What happened in China at the weekend ought to end all arguments about who is the Golfer of the Year.

But that is not a reference to Rory McIlroy claiming the sport's biggest - many might say most obscene - cheque of US$2 million (Dh7.35m) at the 30-man Shanghai Masters.

For the US Open champion a second victory of the season came just as Yani Tseng, his fellow 22-year-old, captured her 11th in Suzhou little more than an hour's drive away.

That matches the best years of Tiger Woods's career, although Tseng still has some way to go to equal the mark of Byron Nelson in 1945. He won 18 times that season, 11 of them in a row.

But for one so young her achievements are remarkable. When first Annika Sorenstam and then Lorena Ochoa, the Swede's successor as women's world No 1, stepped away from the game the search for the next dominant player began.
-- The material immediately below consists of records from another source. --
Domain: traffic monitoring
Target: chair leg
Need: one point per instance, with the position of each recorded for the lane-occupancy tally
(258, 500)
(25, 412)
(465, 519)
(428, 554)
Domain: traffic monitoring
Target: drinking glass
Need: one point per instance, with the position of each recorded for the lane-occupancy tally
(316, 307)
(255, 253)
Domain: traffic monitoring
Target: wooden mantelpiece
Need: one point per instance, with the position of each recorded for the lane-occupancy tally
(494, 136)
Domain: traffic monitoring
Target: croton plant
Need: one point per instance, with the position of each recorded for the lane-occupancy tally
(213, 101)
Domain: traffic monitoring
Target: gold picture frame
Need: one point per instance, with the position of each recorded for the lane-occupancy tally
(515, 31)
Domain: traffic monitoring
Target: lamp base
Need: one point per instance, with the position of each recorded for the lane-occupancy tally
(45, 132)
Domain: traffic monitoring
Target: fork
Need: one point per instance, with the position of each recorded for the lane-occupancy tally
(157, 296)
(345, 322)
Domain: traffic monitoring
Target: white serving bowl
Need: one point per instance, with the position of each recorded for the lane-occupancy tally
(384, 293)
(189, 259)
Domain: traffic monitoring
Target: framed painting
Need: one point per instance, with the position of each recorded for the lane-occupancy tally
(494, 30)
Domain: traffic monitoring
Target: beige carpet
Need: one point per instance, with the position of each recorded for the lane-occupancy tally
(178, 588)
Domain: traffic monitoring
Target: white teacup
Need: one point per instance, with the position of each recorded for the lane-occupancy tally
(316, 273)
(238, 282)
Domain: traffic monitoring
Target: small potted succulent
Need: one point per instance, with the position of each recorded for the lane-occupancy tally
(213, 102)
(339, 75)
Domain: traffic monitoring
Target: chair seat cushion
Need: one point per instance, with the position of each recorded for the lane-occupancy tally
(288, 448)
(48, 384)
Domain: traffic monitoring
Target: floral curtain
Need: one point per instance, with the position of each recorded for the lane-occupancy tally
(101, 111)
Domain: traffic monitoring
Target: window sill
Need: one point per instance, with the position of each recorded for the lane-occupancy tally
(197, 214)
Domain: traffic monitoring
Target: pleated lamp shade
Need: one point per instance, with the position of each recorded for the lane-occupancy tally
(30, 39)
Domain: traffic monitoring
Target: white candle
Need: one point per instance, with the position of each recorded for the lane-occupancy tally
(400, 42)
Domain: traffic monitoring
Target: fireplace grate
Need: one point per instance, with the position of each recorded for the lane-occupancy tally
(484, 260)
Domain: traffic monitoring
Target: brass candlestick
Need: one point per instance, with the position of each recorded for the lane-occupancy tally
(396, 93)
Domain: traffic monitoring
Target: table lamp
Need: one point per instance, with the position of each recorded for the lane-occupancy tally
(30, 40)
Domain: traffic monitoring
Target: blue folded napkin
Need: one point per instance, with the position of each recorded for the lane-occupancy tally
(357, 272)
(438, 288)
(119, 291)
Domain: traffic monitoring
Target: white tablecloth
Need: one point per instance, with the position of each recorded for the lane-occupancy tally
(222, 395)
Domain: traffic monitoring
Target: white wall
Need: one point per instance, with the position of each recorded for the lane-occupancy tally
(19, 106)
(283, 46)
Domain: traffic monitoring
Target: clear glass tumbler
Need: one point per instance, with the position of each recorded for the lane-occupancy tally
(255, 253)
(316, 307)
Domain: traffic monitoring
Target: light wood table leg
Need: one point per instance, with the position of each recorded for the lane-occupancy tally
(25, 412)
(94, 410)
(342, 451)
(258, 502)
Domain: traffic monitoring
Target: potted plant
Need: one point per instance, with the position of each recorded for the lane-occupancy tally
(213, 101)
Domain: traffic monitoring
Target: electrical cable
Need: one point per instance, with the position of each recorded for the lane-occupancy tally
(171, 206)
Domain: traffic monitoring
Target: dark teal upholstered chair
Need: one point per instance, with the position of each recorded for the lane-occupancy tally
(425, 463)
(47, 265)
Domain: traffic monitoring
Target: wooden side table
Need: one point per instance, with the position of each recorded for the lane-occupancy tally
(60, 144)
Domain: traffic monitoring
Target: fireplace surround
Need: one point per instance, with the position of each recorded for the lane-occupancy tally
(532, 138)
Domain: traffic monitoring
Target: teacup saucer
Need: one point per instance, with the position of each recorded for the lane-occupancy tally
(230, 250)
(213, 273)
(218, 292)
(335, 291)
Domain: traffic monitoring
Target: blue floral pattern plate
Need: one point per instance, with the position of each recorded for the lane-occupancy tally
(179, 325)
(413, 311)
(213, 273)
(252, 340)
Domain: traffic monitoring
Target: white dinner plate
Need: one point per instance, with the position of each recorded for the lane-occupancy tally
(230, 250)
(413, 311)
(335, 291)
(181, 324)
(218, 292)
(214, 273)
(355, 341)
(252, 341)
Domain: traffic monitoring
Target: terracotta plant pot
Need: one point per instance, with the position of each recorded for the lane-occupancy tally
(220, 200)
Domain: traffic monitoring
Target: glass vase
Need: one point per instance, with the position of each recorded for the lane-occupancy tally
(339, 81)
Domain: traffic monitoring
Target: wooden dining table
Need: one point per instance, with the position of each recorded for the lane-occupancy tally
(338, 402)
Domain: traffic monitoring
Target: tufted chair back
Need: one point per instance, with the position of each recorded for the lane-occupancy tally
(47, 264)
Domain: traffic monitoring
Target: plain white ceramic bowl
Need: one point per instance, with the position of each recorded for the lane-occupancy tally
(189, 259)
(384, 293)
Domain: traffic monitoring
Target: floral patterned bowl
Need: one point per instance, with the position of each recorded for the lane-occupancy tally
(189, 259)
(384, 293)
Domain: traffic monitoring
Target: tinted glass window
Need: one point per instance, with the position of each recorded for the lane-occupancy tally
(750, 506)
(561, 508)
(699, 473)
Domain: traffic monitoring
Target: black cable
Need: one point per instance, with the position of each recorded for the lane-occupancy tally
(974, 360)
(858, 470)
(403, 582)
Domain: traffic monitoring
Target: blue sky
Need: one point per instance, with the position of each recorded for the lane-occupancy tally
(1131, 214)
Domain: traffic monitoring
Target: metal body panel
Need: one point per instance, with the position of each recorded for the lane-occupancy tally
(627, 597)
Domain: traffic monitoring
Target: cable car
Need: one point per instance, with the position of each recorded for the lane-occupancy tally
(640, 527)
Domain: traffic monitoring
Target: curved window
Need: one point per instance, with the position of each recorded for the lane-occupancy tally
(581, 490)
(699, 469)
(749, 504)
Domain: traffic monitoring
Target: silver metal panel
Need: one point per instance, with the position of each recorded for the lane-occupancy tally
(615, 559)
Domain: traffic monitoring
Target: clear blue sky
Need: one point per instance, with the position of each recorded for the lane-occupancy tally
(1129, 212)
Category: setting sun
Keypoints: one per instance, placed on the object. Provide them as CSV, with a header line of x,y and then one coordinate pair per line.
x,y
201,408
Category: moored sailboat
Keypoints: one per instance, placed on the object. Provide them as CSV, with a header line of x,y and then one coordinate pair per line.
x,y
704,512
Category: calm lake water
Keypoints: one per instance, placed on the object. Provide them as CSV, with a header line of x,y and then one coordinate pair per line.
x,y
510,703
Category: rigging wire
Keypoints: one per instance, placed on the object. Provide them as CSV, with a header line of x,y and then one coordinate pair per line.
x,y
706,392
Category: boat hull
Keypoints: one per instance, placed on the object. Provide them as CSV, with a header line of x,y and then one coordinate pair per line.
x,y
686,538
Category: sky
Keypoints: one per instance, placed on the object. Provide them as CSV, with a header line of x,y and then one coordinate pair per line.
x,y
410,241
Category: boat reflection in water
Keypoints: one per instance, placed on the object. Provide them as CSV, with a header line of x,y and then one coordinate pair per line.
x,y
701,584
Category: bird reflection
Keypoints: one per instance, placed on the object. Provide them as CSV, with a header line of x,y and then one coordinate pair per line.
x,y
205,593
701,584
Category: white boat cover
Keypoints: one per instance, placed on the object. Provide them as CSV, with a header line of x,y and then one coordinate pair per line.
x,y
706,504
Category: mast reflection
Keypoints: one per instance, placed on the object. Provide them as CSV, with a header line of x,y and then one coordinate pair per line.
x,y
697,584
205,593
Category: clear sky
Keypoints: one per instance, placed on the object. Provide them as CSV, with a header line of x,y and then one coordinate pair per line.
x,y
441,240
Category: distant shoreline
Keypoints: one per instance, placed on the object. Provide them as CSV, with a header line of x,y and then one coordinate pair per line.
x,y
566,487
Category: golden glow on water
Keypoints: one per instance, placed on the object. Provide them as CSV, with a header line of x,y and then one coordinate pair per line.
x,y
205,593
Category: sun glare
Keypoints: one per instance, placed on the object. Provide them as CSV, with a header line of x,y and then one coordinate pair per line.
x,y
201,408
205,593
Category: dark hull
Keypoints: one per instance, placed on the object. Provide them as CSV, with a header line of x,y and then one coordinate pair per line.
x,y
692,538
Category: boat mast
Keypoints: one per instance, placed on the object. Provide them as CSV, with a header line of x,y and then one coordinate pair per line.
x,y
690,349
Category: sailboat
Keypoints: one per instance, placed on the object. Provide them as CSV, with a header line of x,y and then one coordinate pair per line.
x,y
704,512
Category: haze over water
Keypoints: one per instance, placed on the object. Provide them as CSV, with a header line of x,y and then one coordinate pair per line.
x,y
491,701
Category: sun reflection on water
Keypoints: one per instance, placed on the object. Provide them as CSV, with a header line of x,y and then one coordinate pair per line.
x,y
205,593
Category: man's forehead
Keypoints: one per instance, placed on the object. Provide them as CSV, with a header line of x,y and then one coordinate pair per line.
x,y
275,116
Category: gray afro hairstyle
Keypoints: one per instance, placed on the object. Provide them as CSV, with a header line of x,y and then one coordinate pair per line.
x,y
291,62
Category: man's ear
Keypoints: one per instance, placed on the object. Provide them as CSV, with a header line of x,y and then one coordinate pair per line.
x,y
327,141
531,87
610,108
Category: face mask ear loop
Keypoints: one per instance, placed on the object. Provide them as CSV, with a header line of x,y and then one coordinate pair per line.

There was not long to wait. Having lifted her first major at 19, Tseng added two more last year and two more this season, including a successful defence of the Ricoh Women's British Open.

She is the youngest golfer male or female to have won five majors and, with the announcement this summer that the Evian Masters in France will become a fifth major in 2013, the chance is obviously there for her to challenge the women's major record of 15 held by Patty Berg - and the men's record of 18 set by Jack Nicklaus.